Real poems, Celan wrote, are “making toward something … perhaps toward an addressable Thou.” I would argue that, for any poet writing toward such a subject, regular words and syntax soon become inadequate. Celan is an extreme case though, because he also had to contend with the inadequacy of the German language to express the experience of the Jewish poet, post-Holocaust. […] Celan’s mother’s language was German. This German-speaking mother, who makes fitful enigmatic appearances in his poems, was shot by Germans. […] Celan chose to protest from inside German, in “death-rattling,” “quarreling” words. Though he spoke numerous other languages (Romanian, Russian, French), and though he had written previously in Romanian, he nevertheless decided to remain in German, which he broke and reclaimed. German, for Celan, was the language that had to “pass through its own answerlessness, pass through frightful muting, pass through the thousand darknesses of death-bringing speech.”

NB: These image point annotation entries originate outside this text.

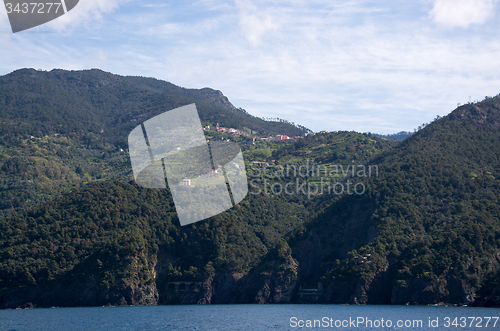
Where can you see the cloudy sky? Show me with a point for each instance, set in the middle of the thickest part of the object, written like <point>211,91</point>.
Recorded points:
<point>378,66</point>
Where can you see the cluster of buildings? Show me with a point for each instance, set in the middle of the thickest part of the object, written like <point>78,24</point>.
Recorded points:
<point>238,132</point>
<point>225,130</point>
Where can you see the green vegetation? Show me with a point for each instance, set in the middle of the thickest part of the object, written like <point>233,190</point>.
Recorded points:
<point>425,230</point>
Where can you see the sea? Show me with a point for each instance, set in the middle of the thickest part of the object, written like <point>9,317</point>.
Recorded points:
<point>251,317</point>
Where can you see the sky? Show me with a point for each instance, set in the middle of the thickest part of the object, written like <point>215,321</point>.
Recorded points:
<point>369,66</point>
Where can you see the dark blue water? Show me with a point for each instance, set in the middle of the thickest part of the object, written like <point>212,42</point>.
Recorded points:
<point>252,317</point>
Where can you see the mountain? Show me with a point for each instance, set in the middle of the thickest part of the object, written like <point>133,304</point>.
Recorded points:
<point>64,129</point>
<point>427,230</point>
<point>401,135</point>
<point>96,105</point>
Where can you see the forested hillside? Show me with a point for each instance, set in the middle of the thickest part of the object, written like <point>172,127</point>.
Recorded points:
<point>427,230</point>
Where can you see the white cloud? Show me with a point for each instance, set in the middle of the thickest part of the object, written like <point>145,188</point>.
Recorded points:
<point>462,13</point>
<point>254,24</point>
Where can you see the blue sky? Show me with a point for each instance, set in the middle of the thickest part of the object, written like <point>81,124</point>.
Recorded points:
<point>379,66</point>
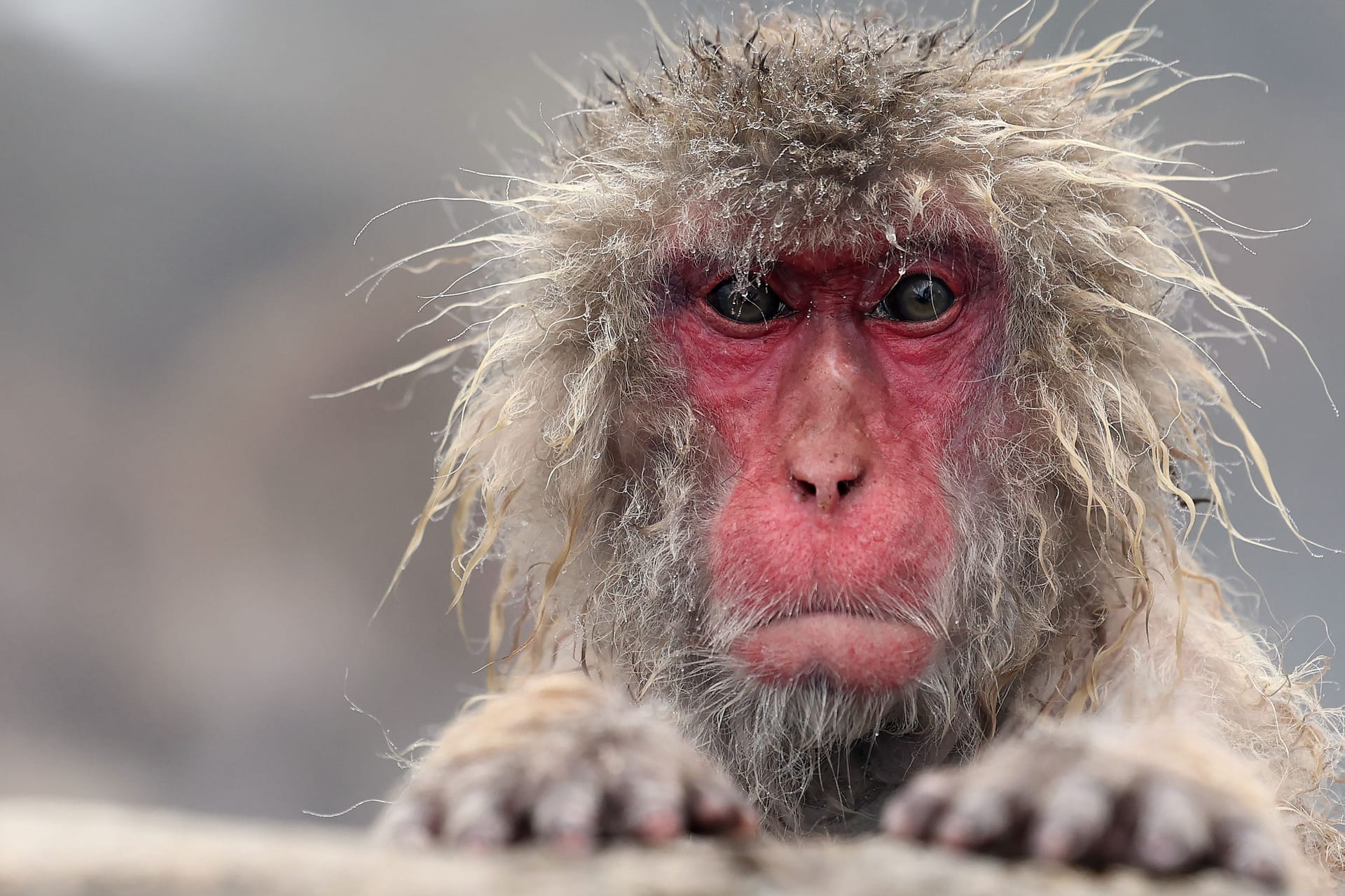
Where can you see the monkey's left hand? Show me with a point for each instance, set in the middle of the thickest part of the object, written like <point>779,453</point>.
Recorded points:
<point>1074,804</point>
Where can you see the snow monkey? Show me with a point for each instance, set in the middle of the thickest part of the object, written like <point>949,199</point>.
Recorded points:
<point>841,453</point>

Why break a language? To wake it up. “We sleep in language,” writes Robert Kelly, “if language does not come to wake us with its strangeness.”
— Ilya Kaminsky, “Of Strangeness That Wakes Us”
I am reminded of the (Marie Howe sourced) Joseph Brodsky quote: “You think evil is going to come into your houses wearing big black boots. It doesn’t come like that. Look at the language. It begins in the language.”